(c) Of the fifty-five members attending the Federal convention that made the Constitution of the United States in 1787, thirty had attended college, and twenty-six had college degrees. Of the forty State officers in Iowa in 1918, thirty were college graduates, seven were graduates of high schools, and only three had less than a high school education.
(d) The child with no schooling has one chance in 150,000 of performing distinguished services; with elementary education he has four times the chance; with high school education he has eighty-seven times the chance; with college education he has eight hundred times the chance.
(e) Every boy and every girl should stick to his school work until he at least graduates from a fully accredited high school.

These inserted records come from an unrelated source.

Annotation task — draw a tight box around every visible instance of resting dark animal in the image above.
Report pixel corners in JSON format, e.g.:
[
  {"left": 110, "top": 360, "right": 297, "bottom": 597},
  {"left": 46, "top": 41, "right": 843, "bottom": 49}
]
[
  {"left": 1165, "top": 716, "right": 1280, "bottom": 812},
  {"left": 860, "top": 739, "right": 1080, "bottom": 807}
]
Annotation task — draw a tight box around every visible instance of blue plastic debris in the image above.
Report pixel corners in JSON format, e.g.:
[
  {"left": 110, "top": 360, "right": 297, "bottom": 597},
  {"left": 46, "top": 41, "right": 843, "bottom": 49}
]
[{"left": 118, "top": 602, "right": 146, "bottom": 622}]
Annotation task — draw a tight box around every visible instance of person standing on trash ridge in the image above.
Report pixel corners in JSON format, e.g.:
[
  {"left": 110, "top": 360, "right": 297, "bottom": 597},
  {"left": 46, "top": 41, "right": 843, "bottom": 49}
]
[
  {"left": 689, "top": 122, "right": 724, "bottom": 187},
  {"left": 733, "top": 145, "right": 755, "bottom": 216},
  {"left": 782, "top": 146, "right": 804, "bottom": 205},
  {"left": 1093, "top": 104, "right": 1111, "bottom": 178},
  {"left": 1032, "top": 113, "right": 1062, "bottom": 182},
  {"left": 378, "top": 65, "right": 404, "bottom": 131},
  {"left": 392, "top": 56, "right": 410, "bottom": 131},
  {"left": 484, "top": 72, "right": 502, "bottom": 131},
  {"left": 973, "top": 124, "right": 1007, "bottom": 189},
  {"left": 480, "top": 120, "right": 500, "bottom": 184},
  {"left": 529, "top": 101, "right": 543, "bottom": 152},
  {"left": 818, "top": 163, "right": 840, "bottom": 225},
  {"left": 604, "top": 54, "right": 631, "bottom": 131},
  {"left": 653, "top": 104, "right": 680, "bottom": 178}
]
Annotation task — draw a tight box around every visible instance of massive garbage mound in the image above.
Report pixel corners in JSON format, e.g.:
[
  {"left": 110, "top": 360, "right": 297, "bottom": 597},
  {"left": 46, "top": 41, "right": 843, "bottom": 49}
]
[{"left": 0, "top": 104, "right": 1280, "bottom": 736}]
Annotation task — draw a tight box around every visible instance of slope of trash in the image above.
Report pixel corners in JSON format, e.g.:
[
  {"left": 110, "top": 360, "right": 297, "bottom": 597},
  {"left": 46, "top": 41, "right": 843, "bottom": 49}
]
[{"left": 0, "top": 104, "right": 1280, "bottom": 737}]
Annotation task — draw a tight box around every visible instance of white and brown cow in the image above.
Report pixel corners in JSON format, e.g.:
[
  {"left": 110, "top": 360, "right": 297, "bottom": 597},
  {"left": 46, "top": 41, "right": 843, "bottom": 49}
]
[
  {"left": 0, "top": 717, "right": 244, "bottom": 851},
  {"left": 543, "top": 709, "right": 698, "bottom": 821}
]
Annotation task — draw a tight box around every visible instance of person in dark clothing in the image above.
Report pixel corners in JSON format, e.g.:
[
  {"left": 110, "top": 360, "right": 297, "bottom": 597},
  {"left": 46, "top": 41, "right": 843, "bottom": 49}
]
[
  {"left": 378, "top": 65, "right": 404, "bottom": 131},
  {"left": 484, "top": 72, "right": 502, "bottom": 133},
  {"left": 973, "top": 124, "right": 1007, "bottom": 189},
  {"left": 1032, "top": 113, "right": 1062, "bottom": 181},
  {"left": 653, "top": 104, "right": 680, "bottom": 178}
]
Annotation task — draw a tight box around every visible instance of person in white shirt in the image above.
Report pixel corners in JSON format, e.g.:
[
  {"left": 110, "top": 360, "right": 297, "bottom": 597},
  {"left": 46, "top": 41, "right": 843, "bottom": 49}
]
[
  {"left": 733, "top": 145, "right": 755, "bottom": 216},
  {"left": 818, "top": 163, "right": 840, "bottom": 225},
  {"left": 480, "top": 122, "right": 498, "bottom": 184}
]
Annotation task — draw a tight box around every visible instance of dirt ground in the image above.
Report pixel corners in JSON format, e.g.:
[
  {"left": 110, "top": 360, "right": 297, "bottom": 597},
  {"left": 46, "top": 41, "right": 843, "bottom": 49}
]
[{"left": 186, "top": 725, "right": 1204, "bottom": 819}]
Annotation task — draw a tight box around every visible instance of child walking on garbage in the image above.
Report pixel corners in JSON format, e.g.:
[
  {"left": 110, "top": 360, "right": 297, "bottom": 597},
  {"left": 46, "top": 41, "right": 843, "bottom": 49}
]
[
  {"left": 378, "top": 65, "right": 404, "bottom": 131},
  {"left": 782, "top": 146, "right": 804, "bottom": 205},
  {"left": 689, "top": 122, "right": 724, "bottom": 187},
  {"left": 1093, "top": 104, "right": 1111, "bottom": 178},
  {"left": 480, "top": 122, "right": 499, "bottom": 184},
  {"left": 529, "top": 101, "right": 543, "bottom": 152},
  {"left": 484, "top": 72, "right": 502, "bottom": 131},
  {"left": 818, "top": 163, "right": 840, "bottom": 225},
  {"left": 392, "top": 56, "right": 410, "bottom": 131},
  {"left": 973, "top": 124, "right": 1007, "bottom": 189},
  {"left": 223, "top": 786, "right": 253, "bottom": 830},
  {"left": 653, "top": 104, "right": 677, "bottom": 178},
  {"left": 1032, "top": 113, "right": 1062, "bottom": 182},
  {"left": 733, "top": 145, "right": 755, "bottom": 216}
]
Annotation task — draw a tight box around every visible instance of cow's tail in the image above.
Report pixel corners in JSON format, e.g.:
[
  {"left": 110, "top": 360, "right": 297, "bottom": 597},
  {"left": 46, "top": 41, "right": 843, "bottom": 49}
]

“Law can do nothing without morals.”—Benjamin Franklin.
“Through the whole of life and the whole system of duties, much the strongest moral obligations are such as were never the results of our option.”—Edmund Burke.

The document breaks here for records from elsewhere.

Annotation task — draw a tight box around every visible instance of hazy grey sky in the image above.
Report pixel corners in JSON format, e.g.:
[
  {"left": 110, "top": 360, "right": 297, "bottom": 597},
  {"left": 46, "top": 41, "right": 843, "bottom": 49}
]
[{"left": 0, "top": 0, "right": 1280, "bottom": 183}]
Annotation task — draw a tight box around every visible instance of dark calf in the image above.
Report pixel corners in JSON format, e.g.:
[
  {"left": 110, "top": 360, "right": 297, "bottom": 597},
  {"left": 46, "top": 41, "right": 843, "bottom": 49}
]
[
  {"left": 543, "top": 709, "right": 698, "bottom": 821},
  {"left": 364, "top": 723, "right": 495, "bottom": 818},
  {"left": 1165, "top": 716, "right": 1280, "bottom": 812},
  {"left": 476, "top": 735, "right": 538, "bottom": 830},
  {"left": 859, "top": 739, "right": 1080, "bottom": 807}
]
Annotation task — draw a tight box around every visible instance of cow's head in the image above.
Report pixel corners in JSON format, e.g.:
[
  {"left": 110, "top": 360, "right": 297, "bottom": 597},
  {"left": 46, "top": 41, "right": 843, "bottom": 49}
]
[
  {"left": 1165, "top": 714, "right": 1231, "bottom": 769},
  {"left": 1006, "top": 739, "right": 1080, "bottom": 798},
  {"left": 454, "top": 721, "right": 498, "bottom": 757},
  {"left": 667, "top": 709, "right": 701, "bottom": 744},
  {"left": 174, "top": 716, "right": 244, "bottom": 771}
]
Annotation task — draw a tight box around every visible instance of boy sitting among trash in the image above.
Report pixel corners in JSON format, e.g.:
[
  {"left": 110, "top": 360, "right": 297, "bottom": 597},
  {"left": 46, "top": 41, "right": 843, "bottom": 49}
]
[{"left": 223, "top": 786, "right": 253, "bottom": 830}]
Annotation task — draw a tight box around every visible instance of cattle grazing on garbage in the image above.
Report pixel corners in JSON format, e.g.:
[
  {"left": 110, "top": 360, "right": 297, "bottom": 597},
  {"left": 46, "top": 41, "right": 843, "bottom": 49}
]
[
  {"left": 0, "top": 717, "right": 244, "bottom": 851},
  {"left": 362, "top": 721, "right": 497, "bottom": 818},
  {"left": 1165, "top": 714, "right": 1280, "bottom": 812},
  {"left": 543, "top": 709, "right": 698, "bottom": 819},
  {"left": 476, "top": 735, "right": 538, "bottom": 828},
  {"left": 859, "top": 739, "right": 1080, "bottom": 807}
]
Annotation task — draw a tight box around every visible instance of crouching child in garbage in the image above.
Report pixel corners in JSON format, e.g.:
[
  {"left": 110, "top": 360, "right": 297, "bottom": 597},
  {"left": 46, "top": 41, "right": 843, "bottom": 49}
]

“To do evil that good may come of it, is for the bungler in politics as well as in morals.”—Benjamin Franklin.
“Duty is not collective; it is personal.”—Calvin Coolidge.
“Ignorance of the law excuses no man.”—Selected.
“Knowledge is in every country the surest basis of public happiness.”—George Washington.
“The thorough education of all classes of people is the most efficacious means of promoting the prosperity of the Nation. The material interests of its citizens, as well as their moral and intellectual culture, depend upon its accomplishment.”—Robert E. Lee.